In corporate news, BP (NYSE:BP)(LON:BP) reached a settlement with businesses and individuals over the Gulf oil spill. Its $7.8 billion dollar settlement was lower than many had expected.
AIG (NYSE:AIG) is selling part of its stake in AIA Group, hoping to raise about $6 billion to pay down its US government bailout balance.
Apple (NASDAQ:AAPL) says the number of downloads from its App Store has now reached 25 billion. It is giving away a $10,000 gift certificate to the customer who downloaded the 25 billionth app.
On the economic front, the U.S. non-manufacturing sector expanded at a faster pace in February, according to data released by the Institute for Supply Management.
The ISM's non-manufacturing purchasing managers' index came in at 57.3 for last month, up from 56.8 in January.
Forecasters surveyed by Dow Jones Newswires had expected the February PMI to slow to 56.0. Readings above 50 indicate activity is expanding. The non- manufacturing index has been in expansion territory for more than two years.
New orders for factory goods dropped in January by the most in over a year and businesses cut orders for new capital goods, suggesting one of the drivers of the economic recovery faltered at the start of the year.

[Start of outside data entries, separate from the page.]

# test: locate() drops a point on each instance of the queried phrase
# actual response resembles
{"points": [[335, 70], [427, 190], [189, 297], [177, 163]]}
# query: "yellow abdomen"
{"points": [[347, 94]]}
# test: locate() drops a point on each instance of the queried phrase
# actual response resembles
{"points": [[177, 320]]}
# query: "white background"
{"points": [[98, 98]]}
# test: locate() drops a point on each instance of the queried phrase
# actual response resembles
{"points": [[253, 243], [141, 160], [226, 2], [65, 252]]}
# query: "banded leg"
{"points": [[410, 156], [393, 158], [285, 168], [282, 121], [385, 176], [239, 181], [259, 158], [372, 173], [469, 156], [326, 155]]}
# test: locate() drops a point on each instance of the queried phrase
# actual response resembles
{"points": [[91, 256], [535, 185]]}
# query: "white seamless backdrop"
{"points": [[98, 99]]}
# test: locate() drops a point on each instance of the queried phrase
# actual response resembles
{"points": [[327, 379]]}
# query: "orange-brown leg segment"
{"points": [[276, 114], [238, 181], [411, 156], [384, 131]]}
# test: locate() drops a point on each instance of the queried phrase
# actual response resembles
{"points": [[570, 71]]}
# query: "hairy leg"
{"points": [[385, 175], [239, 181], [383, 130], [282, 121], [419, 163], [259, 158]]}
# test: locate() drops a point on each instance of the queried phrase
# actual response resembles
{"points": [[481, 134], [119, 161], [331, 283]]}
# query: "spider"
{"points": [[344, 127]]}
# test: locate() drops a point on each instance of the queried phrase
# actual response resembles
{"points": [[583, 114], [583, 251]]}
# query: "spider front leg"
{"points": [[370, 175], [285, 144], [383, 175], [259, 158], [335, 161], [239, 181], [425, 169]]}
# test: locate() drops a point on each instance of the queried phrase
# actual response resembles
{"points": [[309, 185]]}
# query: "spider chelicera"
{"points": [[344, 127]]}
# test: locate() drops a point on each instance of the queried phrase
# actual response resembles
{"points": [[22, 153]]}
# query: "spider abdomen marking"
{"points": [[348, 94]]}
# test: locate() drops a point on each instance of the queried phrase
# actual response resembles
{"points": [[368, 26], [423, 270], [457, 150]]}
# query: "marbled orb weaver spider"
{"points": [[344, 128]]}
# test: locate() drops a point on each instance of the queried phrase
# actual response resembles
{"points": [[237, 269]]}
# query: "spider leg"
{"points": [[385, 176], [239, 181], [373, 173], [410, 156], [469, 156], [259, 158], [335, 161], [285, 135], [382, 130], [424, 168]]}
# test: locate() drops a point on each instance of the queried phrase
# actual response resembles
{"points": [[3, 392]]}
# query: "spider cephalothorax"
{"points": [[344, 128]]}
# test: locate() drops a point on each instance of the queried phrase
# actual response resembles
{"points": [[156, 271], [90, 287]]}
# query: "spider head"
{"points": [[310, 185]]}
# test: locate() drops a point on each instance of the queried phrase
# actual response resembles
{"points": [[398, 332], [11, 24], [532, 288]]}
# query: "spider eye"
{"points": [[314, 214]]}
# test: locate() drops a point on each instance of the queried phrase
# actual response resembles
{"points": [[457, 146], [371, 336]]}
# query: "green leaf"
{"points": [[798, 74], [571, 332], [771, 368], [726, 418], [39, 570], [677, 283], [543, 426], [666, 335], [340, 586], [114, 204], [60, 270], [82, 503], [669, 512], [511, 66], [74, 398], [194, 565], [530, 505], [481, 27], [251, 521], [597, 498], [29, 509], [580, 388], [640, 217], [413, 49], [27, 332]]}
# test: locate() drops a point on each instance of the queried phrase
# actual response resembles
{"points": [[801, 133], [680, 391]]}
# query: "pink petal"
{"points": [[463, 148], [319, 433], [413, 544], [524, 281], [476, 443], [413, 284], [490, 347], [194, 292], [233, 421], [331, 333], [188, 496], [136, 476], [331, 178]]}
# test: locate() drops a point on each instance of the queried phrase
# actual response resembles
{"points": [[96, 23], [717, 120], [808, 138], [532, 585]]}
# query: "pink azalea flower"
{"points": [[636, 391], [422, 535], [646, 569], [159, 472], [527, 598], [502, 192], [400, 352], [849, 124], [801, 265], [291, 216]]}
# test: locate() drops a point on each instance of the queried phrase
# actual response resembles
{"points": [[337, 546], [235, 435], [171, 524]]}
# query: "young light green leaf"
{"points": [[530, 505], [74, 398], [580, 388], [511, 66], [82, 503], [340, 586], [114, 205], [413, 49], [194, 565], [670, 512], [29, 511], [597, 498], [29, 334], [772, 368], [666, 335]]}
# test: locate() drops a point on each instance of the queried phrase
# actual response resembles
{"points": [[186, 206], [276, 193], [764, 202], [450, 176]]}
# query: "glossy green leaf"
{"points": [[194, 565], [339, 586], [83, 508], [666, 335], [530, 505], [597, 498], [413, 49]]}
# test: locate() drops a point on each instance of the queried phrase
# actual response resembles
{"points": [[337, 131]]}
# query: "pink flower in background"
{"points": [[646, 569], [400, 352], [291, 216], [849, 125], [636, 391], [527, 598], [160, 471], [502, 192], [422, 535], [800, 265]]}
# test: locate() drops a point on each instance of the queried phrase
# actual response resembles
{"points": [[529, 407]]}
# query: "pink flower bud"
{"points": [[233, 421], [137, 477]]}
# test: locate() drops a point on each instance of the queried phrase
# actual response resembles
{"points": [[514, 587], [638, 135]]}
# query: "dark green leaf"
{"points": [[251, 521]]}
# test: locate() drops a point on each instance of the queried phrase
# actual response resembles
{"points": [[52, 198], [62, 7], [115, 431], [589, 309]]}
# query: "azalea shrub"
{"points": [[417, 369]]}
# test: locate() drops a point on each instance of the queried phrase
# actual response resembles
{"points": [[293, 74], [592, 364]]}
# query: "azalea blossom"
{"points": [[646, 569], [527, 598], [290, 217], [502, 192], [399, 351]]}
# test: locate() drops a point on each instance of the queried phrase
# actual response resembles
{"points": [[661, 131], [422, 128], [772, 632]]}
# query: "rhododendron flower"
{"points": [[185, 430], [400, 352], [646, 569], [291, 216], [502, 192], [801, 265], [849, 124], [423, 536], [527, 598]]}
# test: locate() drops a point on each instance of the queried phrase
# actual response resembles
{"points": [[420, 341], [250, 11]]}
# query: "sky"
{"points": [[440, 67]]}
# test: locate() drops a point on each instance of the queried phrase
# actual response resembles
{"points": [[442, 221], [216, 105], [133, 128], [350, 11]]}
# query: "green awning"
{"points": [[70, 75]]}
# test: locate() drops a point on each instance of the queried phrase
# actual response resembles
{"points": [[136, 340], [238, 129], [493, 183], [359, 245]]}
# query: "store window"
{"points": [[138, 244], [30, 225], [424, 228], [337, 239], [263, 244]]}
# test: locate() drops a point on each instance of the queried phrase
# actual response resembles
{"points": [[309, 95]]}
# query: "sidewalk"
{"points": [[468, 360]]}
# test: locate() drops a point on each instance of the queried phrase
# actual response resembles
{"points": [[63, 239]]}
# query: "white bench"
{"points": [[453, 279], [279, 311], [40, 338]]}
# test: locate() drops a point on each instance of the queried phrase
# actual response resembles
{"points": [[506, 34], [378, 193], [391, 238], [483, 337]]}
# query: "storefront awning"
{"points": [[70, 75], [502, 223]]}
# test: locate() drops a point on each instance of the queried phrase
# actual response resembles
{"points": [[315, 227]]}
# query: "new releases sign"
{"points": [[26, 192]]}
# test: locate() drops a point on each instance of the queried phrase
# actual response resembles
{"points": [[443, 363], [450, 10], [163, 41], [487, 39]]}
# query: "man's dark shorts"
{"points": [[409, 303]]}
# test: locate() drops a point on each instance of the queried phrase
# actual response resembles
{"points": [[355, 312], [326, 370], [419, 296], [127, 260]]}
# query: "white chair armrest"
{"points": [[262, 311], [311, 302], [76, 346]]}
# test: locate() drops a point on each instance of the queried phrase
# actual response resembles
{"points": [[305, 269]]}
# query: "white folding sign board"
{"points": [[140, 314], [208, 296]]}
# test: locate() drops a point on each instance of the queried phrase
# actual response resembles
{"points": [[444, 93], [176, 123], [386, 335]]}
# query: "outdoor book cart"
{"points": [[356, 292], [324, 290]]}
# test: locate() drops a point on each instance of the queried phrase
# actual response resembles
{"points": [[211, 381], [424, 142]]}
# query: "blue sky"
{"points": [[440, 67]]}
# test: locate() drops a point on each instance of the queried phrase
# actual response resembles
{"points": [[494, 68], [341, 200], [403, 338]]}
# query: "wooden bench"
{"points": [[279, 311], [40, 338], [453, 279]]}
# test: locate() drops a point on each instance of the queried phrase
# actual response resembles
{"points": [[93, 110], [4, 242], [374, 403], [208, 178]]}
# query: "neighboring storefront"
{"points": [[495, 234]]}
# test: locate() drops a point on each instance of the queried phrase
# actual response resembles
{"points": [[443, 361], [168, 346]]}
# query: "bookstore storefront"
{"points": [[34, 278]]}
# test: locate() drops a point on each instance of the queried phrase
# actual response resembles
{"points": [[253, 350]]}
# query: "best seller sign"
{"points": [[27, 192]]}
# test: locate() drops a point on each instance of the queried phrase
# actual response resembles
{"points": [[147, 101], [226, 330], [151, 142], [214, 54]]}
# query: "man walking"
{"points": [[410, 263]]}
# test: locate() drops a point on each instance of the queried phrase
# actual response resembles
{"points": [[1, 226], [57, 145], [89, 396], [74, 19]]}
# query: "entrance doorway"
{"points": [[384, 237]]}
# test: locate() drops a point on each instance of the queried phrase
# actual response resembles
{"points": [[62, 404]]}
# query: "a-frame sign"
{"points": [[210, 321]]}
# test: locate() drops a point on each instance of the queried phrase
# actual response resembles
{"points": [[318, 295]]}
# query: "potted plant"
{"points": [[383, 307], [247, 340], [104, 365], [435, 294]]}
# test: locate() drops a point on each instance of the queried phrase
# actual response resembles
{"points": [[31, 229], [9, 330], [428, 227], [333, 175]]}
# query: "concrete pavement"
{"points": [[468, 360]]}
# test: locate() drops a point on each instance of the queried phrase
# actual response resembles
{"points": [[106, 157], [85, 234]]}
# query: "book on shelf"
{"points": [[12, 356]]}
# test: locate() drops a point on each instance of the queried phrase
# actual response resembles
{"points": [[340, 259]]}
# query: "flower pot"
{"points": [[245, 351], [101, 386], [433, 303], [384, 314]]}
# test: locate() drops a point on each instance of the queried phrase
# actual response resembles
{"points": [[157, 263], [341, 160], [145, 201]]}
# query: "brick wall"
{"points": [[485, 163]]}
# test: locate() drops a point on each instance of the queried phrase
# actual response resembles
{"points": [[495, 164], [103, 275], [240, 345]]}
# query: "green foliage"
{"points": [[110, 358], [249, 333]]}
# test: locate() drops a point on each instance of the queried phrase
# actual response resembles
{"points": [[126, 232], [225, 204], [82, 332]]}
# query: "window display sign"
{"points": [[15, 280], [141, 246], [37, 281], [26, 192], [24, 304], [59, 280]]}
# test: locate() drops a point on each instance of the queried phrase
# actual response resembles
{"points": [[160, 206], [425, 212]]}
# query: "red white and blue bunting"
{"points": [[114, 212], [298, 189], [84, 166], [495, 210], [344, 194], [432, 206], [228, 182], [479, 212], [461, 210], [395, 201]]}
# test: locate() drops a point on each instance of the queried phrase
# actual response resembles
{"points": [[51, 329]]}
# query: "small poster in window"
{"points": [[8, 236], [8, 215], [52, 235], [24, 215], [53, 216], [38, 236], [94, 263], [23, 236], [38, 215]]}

The Commerce Department said on Monday orders for manufactured goods fell 1%, a less steep decline than the 1.5% loss expected by private forecasters in a Reuters poll. Still, it was the biggest decline since October 2010.
Many economists think the expiration of some tax breaks on capital spending at the end of 2011 led businesses to bring forward investments.
Indeed, December's gain was revised up to 1.4% from a previously reported 1.1%.
In Europe, stocks closed lower with the UK's FTSE 100 losing 0.6%, the DAX dropping 0.9% and the CAC 40 shedding 0.3%.